Wedding

 I knew he’d be this way but I figured it would last six moths, a year tops, but not Tim.

The wedding was forced home by the pressures of her sisters and a Causobon level mistake, leaving a stunned crowd in disbelief. They all knew it was wrong, at least that’s how Tim saw the fiasco.

I wasn’t there. All I had was a second-hand report to go on. But it sounded bad.

A box contains our reality, a window display.

Will I get a movie deal for spilling the whole tale? What will Marylou say when I do come out and spill the whole sordid mess and her fault? Not so romantic now, afraid not, not one bit.

But what role did she play, really? She inspired the beginning, the letter no one has found, played a silent audience to his ramblings and musings. She spurned his advances, not once but twice. Once out of thoughtless disregard for his feelings and again out of pure spite and petulance. No one quite knew how to take all of this madness because they only saw the after, not before.
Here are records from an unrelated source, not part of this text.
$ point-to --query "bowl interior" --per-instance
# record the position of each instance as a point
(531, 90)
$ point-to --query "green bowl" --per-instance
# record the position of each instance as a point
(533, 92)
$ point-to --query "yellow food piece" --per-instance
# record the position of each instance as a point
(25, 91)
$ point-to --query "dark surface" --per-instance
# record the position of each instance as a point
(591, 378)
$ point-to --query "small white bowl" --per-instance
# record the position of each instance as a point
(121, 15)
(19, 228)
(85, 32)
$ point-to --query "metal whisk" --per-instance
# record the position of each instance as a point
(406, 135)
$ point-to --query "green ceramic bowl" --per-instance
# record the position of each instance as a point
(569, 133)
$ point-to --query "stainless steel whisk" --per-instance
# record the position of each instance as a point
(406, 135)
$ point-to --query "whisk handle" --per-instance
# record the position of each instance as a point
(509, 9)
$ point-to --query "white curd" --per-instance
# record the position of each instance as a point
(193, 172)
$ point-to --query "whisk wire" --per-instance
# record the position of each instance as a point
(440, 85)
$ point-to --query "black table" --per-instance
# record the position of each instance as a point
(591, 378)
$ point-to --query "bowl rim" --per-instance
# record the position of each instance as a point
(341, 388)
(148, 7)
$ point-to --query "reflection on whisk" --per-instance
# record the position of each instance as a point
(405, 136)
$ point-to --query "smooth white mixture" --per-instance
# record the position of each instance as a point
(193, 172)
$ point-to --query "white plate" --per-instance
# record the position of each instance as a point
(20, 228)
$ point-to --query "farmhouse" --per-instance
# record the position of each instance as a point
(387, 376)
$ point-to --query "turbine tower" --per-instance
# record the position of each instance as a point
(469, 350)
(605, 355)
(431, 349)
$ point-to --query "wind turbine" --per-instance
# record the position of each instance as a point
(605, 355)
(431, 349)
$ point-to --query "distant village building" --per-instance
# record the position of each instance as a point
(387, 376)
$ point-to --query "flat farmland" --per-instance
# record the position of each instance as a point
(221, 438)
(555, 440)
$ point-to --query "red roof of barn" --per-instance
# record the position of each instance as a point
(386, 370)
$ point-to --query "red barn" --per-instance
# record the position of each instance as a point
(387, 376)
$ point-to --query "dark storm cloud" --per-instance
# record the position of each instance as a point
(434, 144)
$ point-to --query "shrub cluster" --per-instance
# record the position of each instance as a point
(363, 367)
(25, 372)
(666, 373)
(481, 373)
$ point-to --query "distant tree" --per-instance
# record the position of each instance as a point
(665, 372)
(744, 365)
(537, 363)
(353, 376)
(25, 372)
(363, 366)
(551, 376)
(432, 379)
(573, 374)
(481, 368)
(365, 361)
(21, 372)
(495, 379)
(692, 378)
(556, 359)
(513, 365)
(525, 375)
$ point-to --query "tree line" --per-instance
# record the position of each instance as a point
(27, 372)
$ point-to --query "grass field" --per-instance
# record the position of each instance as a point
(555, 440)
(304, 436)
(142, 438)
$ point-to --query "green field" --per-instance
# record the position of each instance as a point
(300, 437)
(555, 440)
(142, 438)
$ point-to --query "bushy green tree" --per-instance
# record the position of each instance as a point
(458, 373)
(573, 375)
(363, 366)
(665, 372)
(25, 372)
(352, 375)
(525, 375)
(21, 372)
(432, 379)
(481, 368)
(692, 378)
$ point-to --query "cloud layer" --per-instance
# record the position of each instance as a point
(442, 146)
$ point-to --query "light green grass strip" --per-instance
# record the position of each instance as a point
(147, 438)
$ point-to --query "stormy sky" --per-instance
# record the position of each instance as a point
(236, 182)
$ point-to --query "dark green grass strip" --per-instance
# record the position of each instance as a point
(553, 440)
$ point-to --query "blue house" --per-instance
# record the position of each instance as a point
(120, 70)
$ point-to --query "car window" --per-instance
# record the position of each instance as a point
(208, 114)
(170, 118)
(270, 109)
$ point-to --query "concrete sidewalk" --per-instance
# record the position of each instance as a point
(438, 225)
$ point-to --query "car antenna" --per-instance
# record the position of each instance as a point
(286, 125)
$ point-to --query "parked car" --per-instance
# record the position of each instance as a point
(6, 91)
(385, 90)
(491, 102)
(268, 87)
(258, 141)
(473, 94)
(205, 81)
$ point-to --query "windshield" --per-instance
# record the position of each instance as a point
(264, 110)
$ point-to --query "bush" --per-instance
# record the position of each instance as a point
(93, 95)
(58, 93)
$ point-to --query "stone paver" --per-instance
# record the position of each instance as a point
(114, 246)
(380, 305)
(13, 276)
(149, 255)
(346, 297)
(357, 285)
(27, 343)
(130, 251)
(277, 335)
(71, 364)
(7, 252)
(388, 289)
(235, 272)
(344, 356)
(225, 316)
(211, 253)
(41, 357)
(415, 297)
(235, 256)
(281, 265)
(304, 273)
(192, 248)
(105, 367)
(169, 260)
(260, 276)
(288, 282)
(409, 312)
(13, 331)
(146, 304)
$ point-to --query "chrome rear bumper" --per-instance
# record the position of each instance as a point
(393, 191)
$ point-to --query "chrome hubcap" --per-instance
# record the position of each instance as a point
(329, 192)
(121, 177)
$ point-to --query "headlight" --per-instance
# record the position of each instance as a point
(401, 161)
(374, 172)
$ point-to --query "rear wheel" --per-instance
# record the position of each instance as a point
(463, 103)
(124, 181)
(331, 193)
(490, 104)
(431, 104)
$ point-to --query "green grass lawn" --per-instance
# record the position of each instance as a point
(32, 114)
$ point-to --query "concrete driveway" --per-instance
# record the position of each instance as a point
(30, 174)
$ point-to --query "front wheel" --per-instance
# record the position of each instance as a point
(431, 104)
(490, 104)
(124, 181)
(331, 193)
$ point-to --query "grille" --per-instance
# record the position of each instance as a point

It was, in ways, the most beautiful romantic rendezvous ever and he, in the throes of victory, perished from the top of his rocky perch, he flung.

She began the interview furiously, how dare you  do this but soon she saw the love within him, saw the beauty of depth, that had caught everyone’s imagination, saw and succumbed. They embraced, they kissed, the world wowed. Then he ran way and came to speak with me.

“I met with her,” he said, stating the obvious. “It had been so long, you know, since the wedding. She’s not who I thought she was, not at all.”

“Dude, you barely knew her, a few. months was all.”

“It seemed like years. It has been so many years.”

“For you, it has been ongoing. Not for her.”

“She looked good, better than ever, I could say.”

“I saw her, from a distance, on television.”

“What did you think, when you saw her?”

“She aged; we all have but she looks better than both of us combined. She always did.”

“She’s prettier than I remember. It suits her.”

“Yeah, she’s all right.” I found it strange that he turned to me for an opinion on her looks. We’d never discussed anything like that before.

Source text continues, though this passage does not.